08/12/2014 – EAPN publishes its assessment of the 2015 Annual Growth Survey and and Draft Joint Employment Report “Fresh start or broken promises?” with a series of 6 key messages. EAPN’s assessment is sent today to the Ministers for Employment and Social Affairs ahead of their EPSCO meeting on 11 December, where they will discuss progress on the Europe 2020 Strategy and the Mid-Term Review.
“The AGS talks of a ‘fresh start’ to deliver on President Juncker’s proposals of ‘Jobs, Growth, Fairness and Democratic Change’ but it appears more like ‘business as usual’, with the same focus on ‘Growth and Jobs’, rather than inclusive and sustainable growth, with an investment package delivered mainly through private investment, combined with a continuing package of restructuring labour markets and austerity measures” says EAPN’s letter to Minister for Employment and Social Affairs ahead of their EPSCO meeting on 11 December.
EAPN’s assessment of the Annual Growth Survey and Draft Joint Employment Report – 6 key messages that EAPN calls on the EPSCO Council to support:
1) Demonstrate that Europe 2020 is still relevant with the poverty target at the centre.
Make an explicit commitment to mainstream Europe 2020 and the poverty/and other social targets into the new priorities and Semester.
2) Public Investment needed to ensure quality jobs, also in social sector.
The criteria for investment projects and 20% conditionality on social inclusion and poverty in ESF, must be transparently monitored by the European Parliament, Social Ministers and DG Employment together with stakeholders to deliver on promises of quality jobs and poverty reduction.
3) Jobs alone are not a sufficient answer to poverty! Invest in social protection and services.
The EU must go beyond a ‘poor jobs’ approach, enforcing criteria for quality and sustainable job creation. It must mainstream requirements to guarantee adequate social protection and quality services, financed through inclusive tax policy, throughout the life cycle, and by developing an explicit integrated strategy to fight poverty.
4) Reinforcing social standards, not austerity and a competitive race to the bottom.
Give priority to reinforcing social rights and social standards as basis for an inclusive and sustainable growth strategy. Develop a road map to progress on guarantees for an adequate minimum income across the life cycle through an EU Directive on minimum income and EU framework on minimum wages.
5) Put Social and Economic Indicators on a par – with impact on policy!
Confirm commitment to real evidence-based policy-making with effective social impact assessment, putting social and economic indicators and actors on an equal footing, and make the EP partners to decisions.

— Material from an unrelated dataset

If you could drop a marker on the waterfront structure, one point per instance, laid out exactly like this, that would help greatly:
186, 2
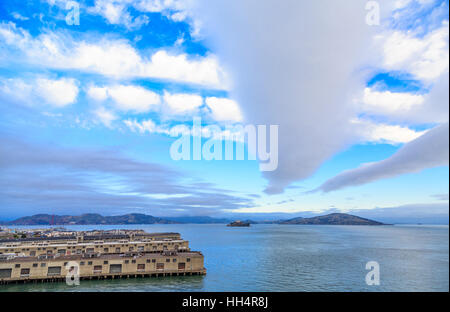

6) Make Civil Society partners to design and monitor policy not just to implement it.
Confirm CSOs and people with direct experience of poverty as equal partners in meaningful stakeholder engagement in the Semester, and develop obligatory EU guidelines to ensure quality engagement at every stage: design, monitoring as well as delivery. Facilitate financial support to CSOs ensure equal participation, particularly through the European Semester Officers.